Eucharist as Absolution

Commenting on Mark 14:24, Calvin writes:

Which is shed for many. By the word many he means not a part of the world only, but the whole human race; for he contrasts many with one; as if he had said, that he will not be the Redeemer of one man only, but will die in order to deliver many from the condemnation of the curse. It must at the same time be observed, however, that by the words for you, as related by Luke–Christ directly addresses the disciples, and exhorts every believer to apply to his own advantage the shedding of blood. Therefore, when we approach to the holy table, let us not only remember in general that the world has been redeemed by the blood of Christ, but let every one consider for himself that his own sins have been expiated.

Now that’s a pastoral application! The sacraments are gospel. Each of us, in particular, are called to believe that our sins have been expiated, and the Eucharist is a promise that this is true.

This all works because of Calvin’s definition of faith. For him, it includes assurance. You are sure that Christ paid for your sins. The gospel is objective. It is what you place your faith in.

In other words, it isn’t that your faith is sure in itself, that you yourself have already been regenerated or that you have “true faith”, but rather you are sure that the message is true, and that being sure just is faith.

Now Pastors, go preach this. Go show this.

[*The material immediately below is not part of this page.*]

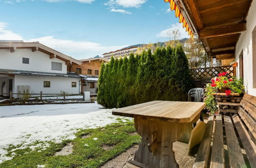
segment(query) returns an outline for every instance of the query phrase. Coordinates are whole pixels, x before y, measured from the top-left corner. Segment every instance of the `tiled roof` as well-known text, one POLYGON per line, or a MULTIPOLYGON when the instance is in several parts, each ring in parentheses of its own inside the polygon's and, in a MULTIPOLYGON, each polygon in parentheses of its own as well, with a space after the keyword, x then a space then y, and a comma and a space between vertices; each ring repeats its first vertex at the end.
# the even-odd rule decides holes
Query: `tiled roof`
POLYGON ((30 75, 30 76, 81 77, 77 74, 72 72, 68 72, 67 73, 59 73, 23 71, 23 70, 16 70, 4 69, 0 69, 0 73, 12 74, 22 75, 30 75))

Calvin and Inverting the Ordo

Calvin’s comments on John’s prologue are all really good.  Here he discusses the relationship between faith and regeneration, and it shows that he is a certainly aware of the difficulties in making any sort of an ordo.  He opts for a both/and approach:

It may be thought that the Evangelist reverses the natural order by making regeneration to precede faith, whereas, on the contrary, it is an effect of faith, and therefore ought to be placed later. I reply, that both statements perfectly agree; because by faith we receive the incorruptible seed, (1 Peter 1:23,) by which we are born again to a new and divine life. And yet faith itself is a work of the Holy Spirit, who dwells in none but the children of God. So then, in various respects, faith is a part of our regeneration, and an entrance into the kingdom of God, that he may reckon us among his children. The illumination of our minds by the Holy Spirit belongs to our renewal, and thus faith flows from regeneration as from its source; but since it is by the same faith that we receive Christ, who sanctifies us by his Spirit, on that account it is said to be the beginning of our adoption.

On John 1: 13

We can certainly sympathize with Calvin here.  On the one hand, we wish to say that faith is an effect of regeneration, for only those who are born of God can accept the gospel offer.  But on the other hand, new life is located in the person of Christ, and thus we must lay hold of him in faith before we can be created anew.

Calvin’s answer is “Yes.”

Jesus Christ is the regeneration, and He must be apprehended by faith, yet we cannot believe until the Holy Spirit first enlightens us.